1. By direct adsorption to glass or activated (tissue culture grade) polystyrene. The adsorption is rapid, it can take place in the absence of divalent cations (but is stimulated by Ca²⁺), and it is relatively temperature-insensitive. No spreading (flattening) of the cells takes place on polystyrene. Adsorption of cells to polystyrene is most easily demonstrated in protein-free media, and can be prevented by pre-saturating the polystyrene adsorption sites with albumin. At high concentrations of hepatocytes, proteins of cellular origin may similarly prevent adsorption of the cells.

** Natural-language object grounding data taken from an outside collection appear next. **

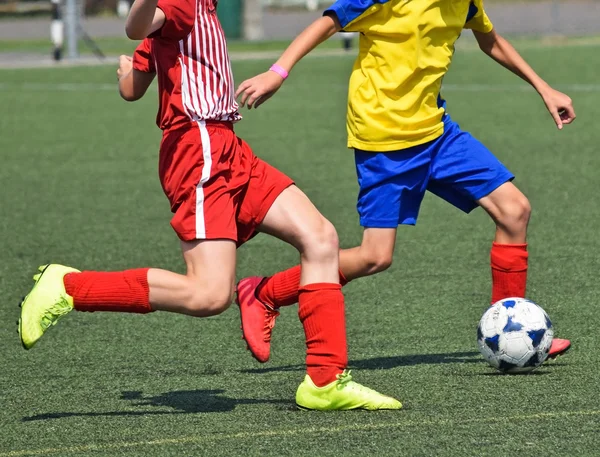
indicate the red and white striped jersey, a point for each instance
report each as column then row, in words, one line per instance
column 189, row 56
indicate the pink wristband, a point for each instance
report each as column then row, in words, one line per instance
column 279, row 70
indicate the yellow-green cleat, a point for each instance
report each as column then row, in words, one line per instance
column 342, row 394
column 47, row 302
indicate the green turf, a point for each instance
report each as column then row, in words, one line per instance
column 80, row 187
column 117, row 46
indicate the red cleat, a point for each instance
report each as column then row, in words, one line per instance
column 257, row 318
column 558, row 347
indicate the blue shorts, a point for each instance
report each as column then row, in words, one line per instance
column 455, row 166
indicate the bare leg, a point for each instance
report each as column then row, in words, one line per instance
column 206, row 289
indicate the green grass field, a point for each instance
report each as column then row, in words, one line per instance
column 81, row 188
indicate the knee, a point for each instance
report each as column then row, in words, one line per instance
column 209, row 301
column 321, row 242
column 377, row 261
column 514, row 214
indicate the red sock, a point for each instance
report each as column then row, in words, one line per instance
column 321, row 311
column 509, row 270
column 124, row 291
column 281, row 289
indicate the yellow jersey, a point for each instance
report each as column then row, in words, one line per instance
column 405, row 49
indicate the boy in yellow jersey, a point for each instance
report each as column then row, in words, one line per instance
column 405, row 143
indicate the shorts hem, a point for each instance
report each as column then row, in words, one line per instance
column 192, row 236
column 370, row 223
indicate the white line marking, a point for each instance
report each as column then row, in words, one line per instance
column 297, row 431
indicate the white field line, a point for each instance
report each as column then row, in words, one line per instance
column 224, row 437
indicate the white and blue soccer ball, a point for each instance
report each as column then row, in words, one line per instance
column 515, row 335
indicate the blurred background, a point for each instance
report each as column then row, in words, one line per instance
column 62, row 29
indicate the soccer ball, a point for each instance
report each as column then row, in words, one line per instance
column 515, row 335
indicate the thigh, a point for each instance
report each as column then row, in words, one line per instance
column 210, row 262
column 502, row 200
column 265, row 186
column 464, row 170
column 391, row 186
column 292, row 218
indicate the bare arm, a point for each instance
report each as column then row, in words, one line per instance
column 144, row 18
column 257, row 90
column 133, row 83
column 559, row 105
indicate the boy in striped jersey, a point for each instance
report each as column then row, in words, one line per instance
column 221, row 194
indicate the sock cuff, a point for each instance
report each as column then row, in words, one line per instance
column 317, row 286
column 343, row 280
column 508, row 246
column 509, row 257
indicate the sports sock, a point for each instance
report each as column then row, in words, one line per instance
column 281, row 289
column 125, row 291
column 321, row 311
column 509, row 270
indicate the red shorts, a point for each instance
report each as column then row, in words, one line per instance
column 217, row 187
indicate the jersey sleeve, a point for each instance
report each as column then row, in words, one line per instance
column 477, row 19
column 142, row 57
column 350, row 12
column 179, row 19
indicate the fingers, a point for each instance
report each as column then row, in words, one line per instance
column 556, row 117
column 568, row 114
column 245, row 95
column 262, row 99
column 242, row 87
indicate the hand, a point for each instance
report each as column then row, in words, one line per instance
column 255, row 91
column 560, row 107
column 125, row 66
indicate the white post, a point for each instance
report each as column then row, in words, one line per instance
column 555, row 13
column 72, row 20
column 252, row 20
column 57, row 30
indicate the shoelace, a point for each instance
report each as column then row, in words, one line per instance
column 270, row 317
column 52, row 314
column 344, row 379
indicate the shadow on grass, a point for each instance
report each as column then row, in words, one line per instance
column 386, row 363
column 180, row 402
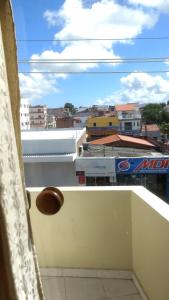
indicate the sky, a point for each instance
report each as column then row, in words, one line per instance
column 77, row 30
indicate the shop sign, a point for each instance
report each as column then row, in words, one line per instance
column 142, row 165
column 81, row 179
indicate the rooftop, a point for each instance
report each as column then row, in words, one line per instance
column 118, row 137
column 49, row 134
column 126, row 107
column 150, row 127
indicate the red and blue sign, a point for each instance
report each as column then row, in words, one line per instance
column 142, row 165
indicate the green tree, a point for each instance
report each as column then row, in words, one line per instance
column 155, row 113
column 165, row 128
column 70, row 107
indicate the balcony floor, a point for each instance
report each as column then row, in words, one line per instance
column 85, row 288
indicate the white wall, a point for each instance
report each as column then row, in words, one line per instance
column 24, row 115
column 50, row 174
column 57, row 146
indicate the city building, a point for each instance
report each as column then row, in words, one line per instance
column 24, row 115
column 95, row 171
column 105, row 243
column 49, row 156
column 64, row 122
column 118, row 140
column 97, row 127
column 38, row 116
column 152, row 131
column 151, row 172
column 129, row 117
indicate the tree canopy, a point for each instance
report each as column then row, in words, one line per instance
column 70, row 107
column 155, row 113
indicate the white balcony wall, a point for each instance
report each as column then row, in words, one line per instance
column 49, row 146
column 120, row 228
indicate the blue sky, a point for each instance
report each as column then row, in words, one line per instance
column 128, row 19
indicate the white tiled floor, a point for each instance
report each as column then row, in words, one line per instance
column 75, row 288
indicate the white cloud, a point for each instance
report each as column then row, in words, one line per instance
column 141, row 88
column 102, row 19
column 35, row 86
column 162, row 5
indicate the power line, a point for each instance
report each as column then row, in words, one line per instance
column 94, row 72
column 94, row 39
column 98, row 61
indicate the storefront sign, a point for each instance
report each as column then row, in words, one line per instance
column 81, row 179
column 142, row 165
column 95, row 166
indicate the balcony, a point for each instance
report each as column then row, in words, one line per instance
column 105, row 243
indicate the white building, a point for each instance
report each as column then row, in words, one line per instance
column 49, row 156
column 130, row 118
column 95, row 170
column 24, row 115
column 38, row 116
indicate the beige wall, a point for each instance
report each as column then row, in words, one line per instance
column 108, row 228
column 92, row 230
column 150, row 246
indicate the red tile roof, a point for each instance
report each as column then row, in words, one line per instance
column 126, row 107
column 118, row 137
column 150, row 127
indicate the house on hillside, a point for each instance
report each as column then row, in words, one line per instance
column 97, row 127
column 152, row 131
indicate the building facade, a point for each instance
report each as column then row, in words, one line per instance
column 97, row 127
column 129, row 117
column 24, row 115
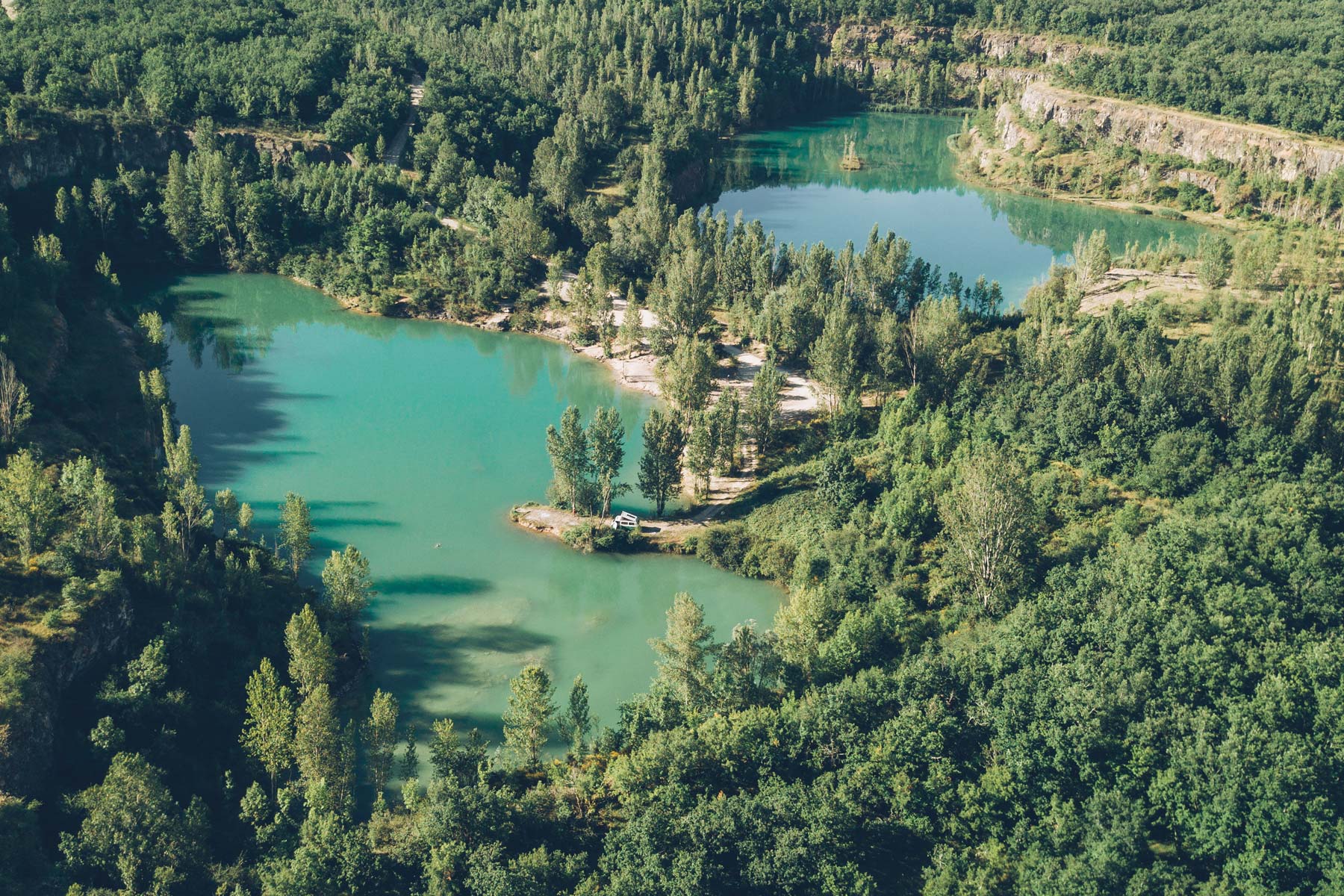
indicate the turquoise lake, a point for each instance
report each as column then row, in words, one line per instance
column 411, row 440
column 410, row 435
column 791, row 179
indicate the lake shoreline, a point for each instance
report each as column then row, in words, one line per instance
column 968, row 172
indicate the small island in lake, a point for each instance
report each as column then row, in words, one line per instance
column 851, row 160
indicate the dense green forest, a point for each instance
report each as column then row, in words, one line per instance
column 1062, row 588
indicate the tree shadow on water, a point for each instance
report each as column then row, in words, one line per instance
column 413, row 660
column 433, row 585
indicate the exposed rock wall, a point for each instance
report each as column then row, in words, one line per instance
column 82, row 147
column 74, row 149
column 1191, row 136
column 30, row 735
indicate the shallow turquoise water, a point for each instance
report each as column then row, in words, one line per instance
column 410, row 435
column 791, row 179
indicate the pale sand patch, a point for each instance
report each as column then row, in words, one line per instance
column 1129, row 285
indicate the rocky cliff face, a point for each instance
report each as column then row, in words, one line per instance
column 853, row 45
column 74, row 149
column 27, row 746
column 1183, row 134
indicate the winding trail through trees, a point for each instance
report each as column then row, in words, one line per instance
column 396, row 147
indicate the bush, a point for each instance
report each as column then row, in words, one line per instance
column 1179, row 462
column 725, row 546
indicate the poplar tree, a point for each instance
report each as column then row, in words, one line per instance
column 269, row 729
column 379, row 734
column 660, row 465
column 687, row 375
column 28, row 504
column 685, row 652
column 632, row 328
column 762, row 408
column 15, row 406
column 530, row 712
column 317, row 741
column 570, row 460
column 725, row 428
column 226, row 508
column 296, row 529
column 700, row 452
column 312, row 662
column 577, row 721
column 606, row 448
column 347, row 585
column 835, row 355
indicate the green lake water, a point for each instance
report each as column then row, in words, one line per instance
column 410, row 435
column 791, row 179
column 411, row 440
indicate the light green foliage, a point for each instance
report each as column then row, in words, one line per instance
column 226, row 508
column 576, row 723
column 296, row 529
column 134, row 833
column 1092, row 260
column 450, row 758
column 632, row 328
column 317, row 744
column 15, row 405
column 269, row 729
column 569, row 450
column 660, row 465
column 836, row 355
column 762, row 406
column 28, row 504
column 988, row 521
column 87, row 492
column 685, row 376
column 685, row 653
column 1216, row 261
column 530, row 715
column 725, row 432
column 690, row 281
column 606, row 445
column 346, row 585
column 379, row 735
column 700, row 452
column 311, row 659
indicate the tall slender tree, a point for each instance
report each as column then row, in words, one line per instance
column 379, row 734
column 685, row 653
column 606, row 447
column 660, row 465
column 530, row 712
column 570, row 458
column 269, row 727
column 296, row 529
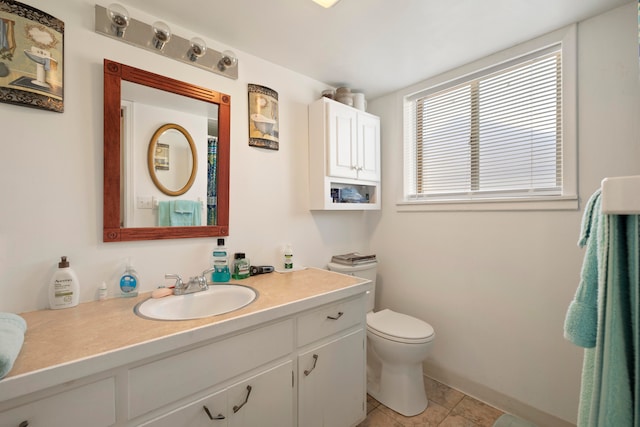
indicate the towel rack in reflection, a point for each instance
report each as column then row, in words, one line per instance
column 621, row 195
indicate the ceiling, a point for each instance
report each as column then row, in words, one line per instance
column 373, row 46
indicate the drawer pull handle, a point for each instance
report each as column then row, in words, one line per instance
column 211, row 417
column 236, row 408
column 336, row 317
column 308, row 371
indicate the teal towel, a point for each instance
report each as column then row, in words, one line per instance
column 164, row 219
column 581, row 321
column 610, row 391
column 12, row 329
column 185, row 212
column 179, row 213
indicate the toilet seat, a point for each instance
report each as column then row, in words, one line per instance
column 399, row 327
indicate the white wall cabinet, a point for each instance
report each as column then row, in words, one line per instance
column 251, row 378
column 344, row 155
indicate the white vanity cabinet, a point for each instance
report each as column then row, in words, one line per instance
column 301, row 363
column 331, row 368
column 344, row 155
column 264, row 400
column 88, row 405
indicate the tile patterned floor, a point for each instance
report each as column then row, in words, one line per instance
column 447, row 408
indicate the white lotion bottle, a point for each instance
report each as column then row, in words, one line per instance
column 64, row 289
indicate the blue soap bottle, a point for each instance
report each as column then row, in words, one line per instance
column 129, row 282
column 220, row 260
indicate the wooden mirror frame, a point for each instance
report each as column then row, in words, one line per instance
column 151, row 156
column 114, row 74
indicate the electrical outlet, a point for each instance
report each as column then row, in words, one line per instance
column 144, row 202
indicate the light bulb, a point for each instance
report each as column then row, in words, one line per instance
column 119, row 17
column 228, row 60
column 161, row 34
column 198, row 48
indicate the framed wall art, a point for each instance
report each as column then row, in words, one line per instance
column 31, row 57
column 263, row 117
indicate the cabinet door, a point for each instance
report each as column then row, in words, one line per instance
column 368, row 147
column 195, row 414
column 89, row 405
column 342, row 144
column 332, row 388
column 265, row 400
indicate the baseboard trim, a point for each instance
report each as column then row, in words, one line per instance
column 497, row 400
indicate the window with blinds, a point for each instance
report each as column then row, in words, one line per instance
column 493, row 134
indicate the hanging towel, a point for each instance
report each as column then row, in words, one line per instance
column 164, row 219
column 12, row 329
column 609, row 394
column 179, row 213
column 581, row 322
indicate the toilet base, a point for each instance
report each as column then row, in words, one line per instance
column 399, row 387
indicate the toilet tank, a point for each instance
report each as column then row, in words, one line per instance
column 365, row 271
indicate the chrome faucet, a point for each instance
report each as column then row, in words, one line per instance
column 195, row 284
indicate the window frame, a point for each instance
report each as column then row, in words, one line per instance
column 568, row 200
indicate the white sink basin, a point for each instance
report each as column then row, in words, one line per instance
column 218, row 299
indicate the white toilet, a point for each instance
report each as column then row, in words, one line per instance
column 397, row 344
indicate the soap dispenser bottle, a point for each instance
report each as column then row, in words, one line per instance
column 241, row 266
column 220, row 261
column 64, row 289
column 288, row 257
column 129, row 281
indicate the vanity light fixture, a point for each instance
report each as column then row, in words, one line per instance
column 119, row 18
column 161, row 35
column 114, row 22
column 197, row 49
column 326, row 3
column 228, row 60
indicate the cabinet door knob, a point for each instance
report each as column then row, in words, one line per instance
column 211, row 417
column 336, row 317
column 308, row 371
column 236, row 408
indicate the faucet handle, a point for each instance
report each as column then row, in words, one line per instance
column 207, row 271
column 178, row 279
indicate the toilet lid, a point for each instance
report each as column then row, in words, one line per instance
column 399, row 327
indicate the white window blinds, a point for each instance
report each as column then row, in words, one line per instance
column 494, row 134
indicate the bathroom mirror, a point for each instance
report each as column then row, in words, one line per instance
column 118, row 161
column 172, row 159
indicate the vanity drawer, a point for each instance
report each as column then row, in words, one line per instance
column 330, row 319
column 167, row 380
column 89, row 405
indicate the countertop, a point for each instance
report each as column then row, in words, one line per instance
column 63, row 345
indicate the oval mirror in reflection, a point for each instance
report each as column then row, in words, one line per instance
column 172, row 159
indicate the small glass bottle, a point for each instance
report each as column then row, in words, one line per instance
column 241, row 266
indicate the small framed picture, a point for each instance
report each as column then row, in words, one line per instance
column 263, row 117
column 161, row 157
column 31, row 57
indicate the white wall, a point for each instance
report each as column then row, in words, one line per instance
column 52, row 175
column 496, row 285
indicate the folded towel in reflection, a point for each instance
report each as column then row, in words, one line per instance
column 12, row 329
column 179, row 212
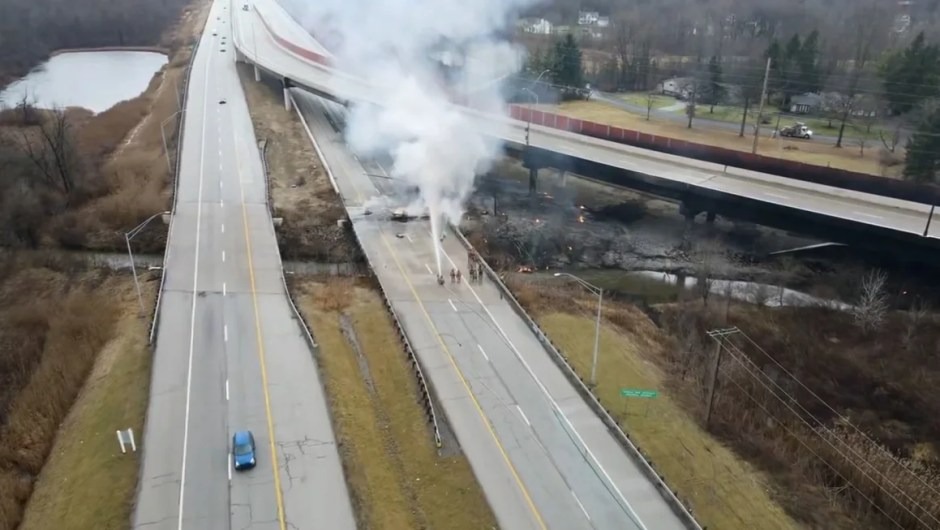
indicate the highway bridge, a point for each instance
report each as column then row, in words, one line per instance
column 275, row 43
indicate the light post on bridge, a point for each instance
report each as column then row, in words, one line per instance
column 528, row 125
column 597, row 323
column 166, row 151
column 130, row 255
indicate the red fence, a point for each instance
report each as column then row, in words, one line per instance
column 923, row 193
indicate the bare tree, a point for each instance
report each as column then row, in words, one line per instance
column 872, row 307
column 50, row 147
column 917, row 314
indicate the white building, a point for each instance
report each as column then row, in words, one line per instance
column 537, row 26
column 588, row 18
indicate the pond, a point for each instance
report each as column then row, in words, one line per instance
column 95, row 80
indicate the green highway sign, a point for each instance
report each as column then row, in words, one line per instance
column 633, row 392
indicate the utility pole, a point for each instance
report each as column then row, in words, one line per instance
column 719, row 336
column 760, row 108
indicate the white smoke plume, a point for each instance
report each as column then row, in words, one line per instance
column 399, row 45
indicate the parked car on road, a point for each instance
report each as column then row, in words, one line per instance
column 243, row 450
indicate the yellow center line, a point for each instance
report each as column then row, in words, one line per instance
column 261, row 356
column 460, row 375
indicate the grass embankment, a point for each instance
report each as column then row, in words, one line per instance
column 61, row 322
column 300, row 189
column 396, row 476
column 821, row 477
column 724, row 490
column 74, row 362
column 808, row 152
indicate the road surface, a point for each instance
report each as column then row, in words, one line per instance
column 542, row 456
column 839, row 203
column 229, row 355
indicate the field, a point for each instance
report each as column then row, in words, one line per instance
column 849, row 157
column 756, row 458
column 396, row 475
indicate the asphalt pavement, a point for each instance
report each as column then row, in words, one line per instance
column 542, row 457
column 229, row 354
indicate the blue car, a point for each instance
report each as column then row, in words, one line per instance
column 243, row 450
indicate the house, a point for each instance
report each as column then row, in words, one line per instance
column 677, row 87
column 537, row 26
column 807, row 103
column 588, row 18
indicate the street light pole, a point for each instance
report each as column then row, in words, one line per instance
column 528, row 124
column 130, row 254
column 169, row 167
column 597, row 322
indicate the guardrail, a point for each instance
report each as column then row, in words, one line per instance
column 646, row 465
column 155, row 320
column 425, row 389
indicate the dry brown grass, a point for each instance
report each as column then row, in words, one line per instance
column 836, row 474
column 396, row 477
column 808, row 152
column 86, row 482
column 724, row 490
column 300, row 189
column 52, row 338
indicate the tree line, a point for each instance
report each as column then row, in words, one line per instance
column 868, row 61
column 31, row 30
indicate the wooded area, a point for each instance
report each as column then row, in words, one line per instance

2. By simple binding, e.g. to a protein substratum, as exemplified by the receptor-mediated attachment of hepatocytes to adsorbed concanavalin A (ConA). This binding is stimulated by Ca²⁺, but can take place in the absence of divalent cations, and the influence of temperature is small. The low temperature sensitivity indicates that the interaction between the cells and the ConA substratum is a very simple process, hence the term ‘simple binding’. Considerable cell spreading is observed on ConA. Binding of hepatocytes to adsorbed polylysine shows a low cation and temperature sensitivity similar to the attachment to concanavalin or polystyrene. The cells do not spread on polylysine.

3. By complex binding of cellular receptors to certain protein substrata, such as adsorbed serum (fibronectin), collagen or asialofetuin. The binding requires divalent cations, and is maximal in the presence of both Mg²⁺ and Ca²⁺. However, there is considerable stimulation of the binding to asialofetuin by Ca²⁺ alone (but not by Mg²⁺); to collagen by Mg²⁺ alone (but not by Ca²⁺), or to adsorbed serum by either cation. Binding to all three substrata is strongly temperature-sensitive, which defines this type of binding as a complex process. The cells spread readily (in 2–4 h) on adsorbed serum and collagen, but not on asialofetuin.